Activists often risk their lives to protect Cambodia’s forests, and in 2022 five journalists covering a massive deforestation operation in southern Cambodia were forcibly arrested. according to Reporters Without Borders.

No consolidated conservation initiative targeting Indochinese leopards exists due to a lack of funding, and despite stepped-up anti-poaching law enforcement by local authorities over the past decade, the scale of the illegal wildlife trade is unprecedented, the report said.

“Without the injection of swift resources by the global community to prevent the Indochinese leopard from disappearing in the last two remaining strongholds, we will lose this unique subspecies from the planet forever,” said Susana Rostro-García, Panthera conservation scientist and lead author of the report. .

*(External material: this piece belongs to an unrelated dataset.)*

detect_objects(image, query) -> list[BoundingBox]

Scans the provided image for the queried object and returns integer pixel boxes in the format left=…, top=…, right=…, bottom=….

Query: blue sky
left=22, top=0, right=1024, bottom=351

While leopards are disappearing from Cambodia, their numbers in the wild along the Thailand-Myanmar border are unknown and probably fewer than 900, Rostro-García added.

Gareth Mann, director of Panthera’s panther program, said: “It is disheartening to see the long-overlooked leopard following the same fate as the tiger in Cambodia, Laos and Vietnam.”

Punishing hunters alone is not enough to end wildlife loss, as researchers called for nationwide efforts to proactively reduce game meat consumption.

“Just as Indochina now serves as ground zero for tiger poaching and protection, it is also where the global and conservation community must fully invest our efforts to save the leopard, hand-in-hand with the governments of Thailand, Malaysia and Myanmar. .”

The leopard species is listed as “Vulnerable” on the IUCN Red List of Threatened Specieswhile the Indochinese leopard subspecies is classified as “critically endangered”.